Twenty-two years after the fall of its communist regime, Bulgaria opened on Monday its first-ever museum of the state-sponsored, propaganda art characteristic of that era.
The Museum of Socialist Art in Sofia exhibits some 77 sculptures, 60 paintings and 25 smaller plastic art works created between 1945 and 1989 by the most renowned sculptors and painters of the time.
Mostly commissioned by the regime for propaganda purposes, the collection contains numerous full-length statues, busts, heads and portraits of the Soviet Union's founding father Vladimir Lenin, Bulgaria's first communist leader Georgy Dimitrov and long-ruling dictator Todor Zhivkov.
Other works glorify the life of the working classes and the feats of the partisan movement that brought communism to Bulgaria in 1944.
"It was high time to put that era where it belongs -- in a museum," Culture Minister Vezhdi Rashidov said at the opening.
Museum workers fished for the items in the collection "town by town, warehouse by warehouse, cellar by cellar, looking to save everything, which has not been melted," Rashidov said, expressing hopes that he would see the collection grow over the years.
Innumerable stone and bronze sculptures, paintings, statuettes, red stars and hammer-and-sickle symbols adorned public squares and key buildings across Bulgaria during the 45-year reign of its communist regime.

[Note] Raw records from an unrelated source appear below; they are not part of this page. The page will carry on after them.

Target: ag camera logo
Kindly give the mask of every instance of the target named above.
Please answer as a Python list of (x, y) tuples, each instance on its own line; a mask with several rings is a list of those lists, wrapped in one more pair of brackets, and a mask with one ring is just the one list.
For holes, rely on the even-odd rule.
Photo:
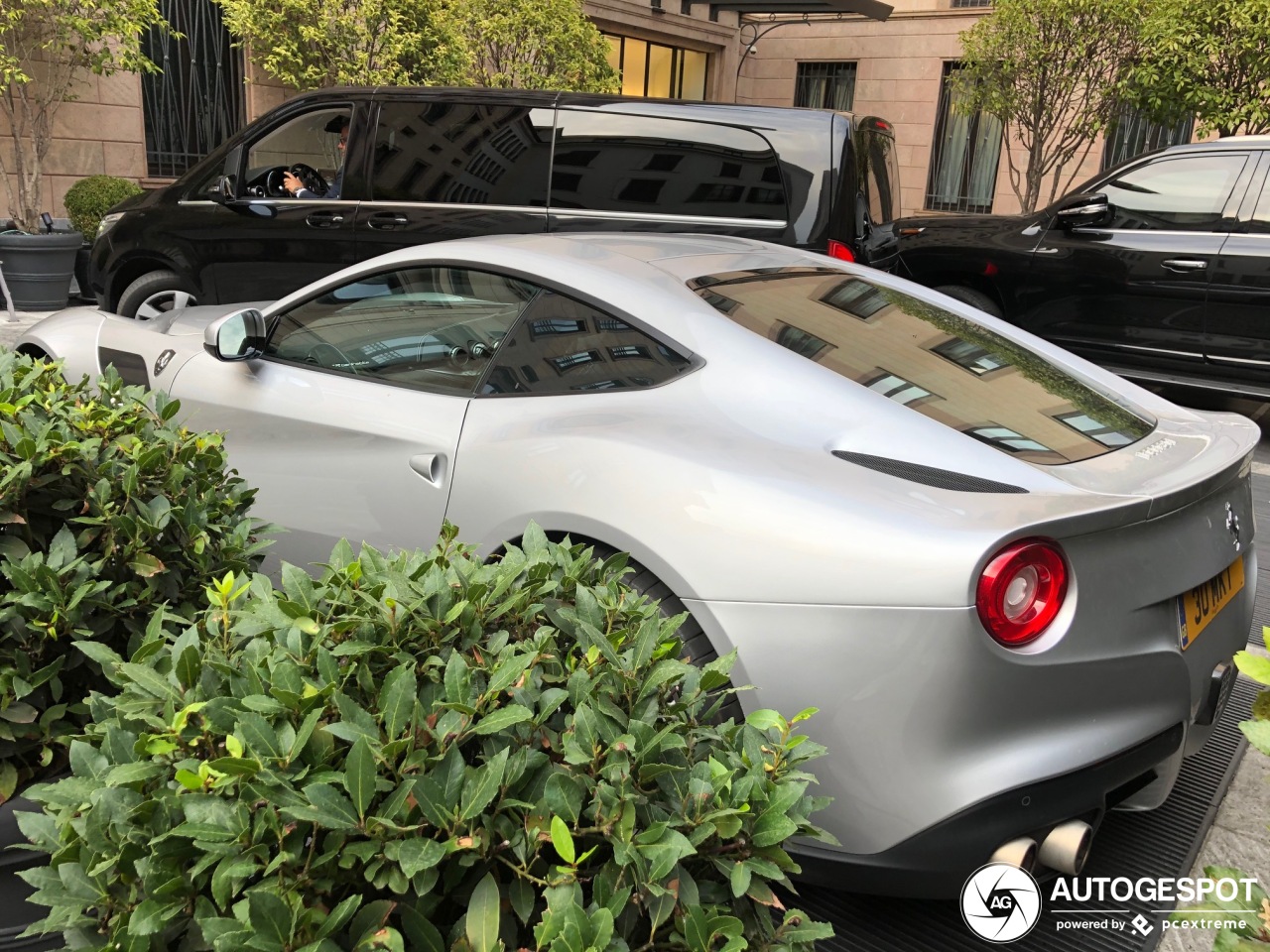
[(1016, 942), (1040, 919), (1040, 887), (1016, 866), (988, 863), (961, 887), (961, 919), (982, 939)]

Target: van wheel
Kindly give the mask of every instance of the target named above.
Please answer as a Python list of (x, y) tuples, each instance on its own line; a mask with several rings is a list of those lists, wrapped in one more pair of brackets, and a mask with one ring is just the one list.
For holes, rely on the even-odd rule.
[(941, 294), (947, 294), (949, 297), (960, 301), (961, 303), (970, 305), (970, 307), (978, 307), (987, 315), (992, 315), (993, 317), (1005, 317), (1001, 312), (1001, 306), (982, 291), (968, 288), (964, 284), (941, 284), (935, 289)]
[(175, 272), (159, 270), (142, 274), (128, 284), (119, 297), (119, 314), (138, 321), (152, 321), (178, 307), (193, 307), (198, 301), (185, 281)]
[[(592, 543), (592, 548), (594, 548), (597, 559), (608, 559), (608, 556), (617, 551), (616, 548), (611, 548), (610, 546), (601, 543)], [(681, 612), (688, 611), (683, 607), (683, 602), (679, 600), (678, 595), (671, 592), (671, 588), (657, 578), (649, 569), (645, 569), (630, 557), (627, 557), (626, 565), (631, 569), (631, 571), (625, 576), (626, 584), (641, 595), (657, 599), (662, 609), (662, 617), (672, 618)], [(688, 617), (683, 619), (683, 625), (679, 626), (678, 633), (679, 638), (683, 641), (685, 661), (691, 661), (697, 668), (704, 668), (711, 661), (718, 660), (719, 652), (715, 650), (715, 646), (710, 644), (710, 636), (702, 631), (691, 612), (688, 612)], [(732, 682), (729, 680), (719, 688), (719, 691), (732, 691)], [(737, 699), (735, 694), (729, 694), (728, 699), (724, 701), (723, 706), (719, 708), (718, 720), (720, 722), (726, 721), (729, 717), (737, 724), (742, 724), (745, 720), (745, 712), (742, 711), (740, 701)]]

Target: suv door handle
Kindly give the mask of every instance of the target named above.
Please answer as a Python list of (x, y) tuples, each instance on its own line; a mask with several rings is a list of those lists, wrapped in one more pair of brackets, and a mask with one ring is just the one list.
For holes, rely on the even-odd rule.
[(343, 221), (344, 216), (339, 212), (310, 212), (309, 217), (305, 218), (305, 225), (311, 228), (334, 228)]
[(395, 228), (404, 228), (410, 223), (400, 212), (377, 212), (367, 220), (367, 226), (377, 228), (380, 231), (392, 231)]

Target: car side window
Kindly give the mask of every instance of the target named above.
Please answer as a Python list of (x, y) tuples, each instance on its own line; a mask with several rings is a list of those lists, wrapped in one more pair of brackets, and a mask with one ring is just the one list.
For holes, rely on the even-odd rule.
[(334, 105), (284, 122), (248, 146), (243, 173), (245, 198), (291, 198), (283, 187), (287, 171), (309, 190), (302, 198), (343, 198), (344, 149), (352, 105)]
[(780, 162), (757, 132), (707, 122), (561, 109), (551, 206), (784, 220)]
[(622, 319), (544, 291), (498, 349), (481, 395), (654, 387), (691, 366), (672, 347)]
[(1107, 228), (1215, 228), (1243, 170), (1242, 155), (1185, 155), (1130, 169), (1099, 187), (1114, 209)]
[(551, 126), (550, 109), (385, 102), (375, 129), (372, 198), (542, 207)]
[(366, 275), (281, 315), (265, 357), (470, 396), (516, 319), (544, 293), (528, 282), (469, 268)]

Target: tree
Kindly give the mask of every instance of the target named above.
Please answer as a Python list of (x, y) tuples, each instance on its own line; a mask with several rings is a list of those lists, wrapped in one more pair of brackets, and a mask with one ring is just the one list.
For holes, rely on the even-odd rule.
[(959, 108), (996, 116), (1022, 147), (1022, 168), (1013, 150), (1006, 161), (1024, 212), (1071, 184), (1114, 119), (1146, 3), (997, 0), (961, 33), (961, 69), (950, 84)]
[(1270, 0), (1154, 0), (1128, 99), (1200, 135), (1270, 132)]
[(154, 72), (141, 37), (166, 25), (157, 0), (4, 0), (0, 4), (0, 118), (13, 145), (0, 149), (9, 215), (36, 231), (43, 208), (43, 168), (53, 118), (76, 98), (85, 72)]
[(608, 42), (580, 0), (470, 0), (456, 5), (471, 52), (467, 81), (504, 89), (616, 93)]
[(295, 89), (447, 85), (469, 56), (442, 0), (217, 0), (265, 72)]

They were largely removed after Zhivkov's ousting in 1989. Many were destroyed, others doomed to oblivion.
Displaying them, however, was expected to turn into "one of Sofia's biggest tourist attractions to both foreigners and younger Bulgarians, who did not live Communism," Finance Minister Simeon Djankov said.
"These are also masterful works, made by some of the finest Bulgarian artists of the time," Rashidov reminded, noting the purely artistic value of the collection.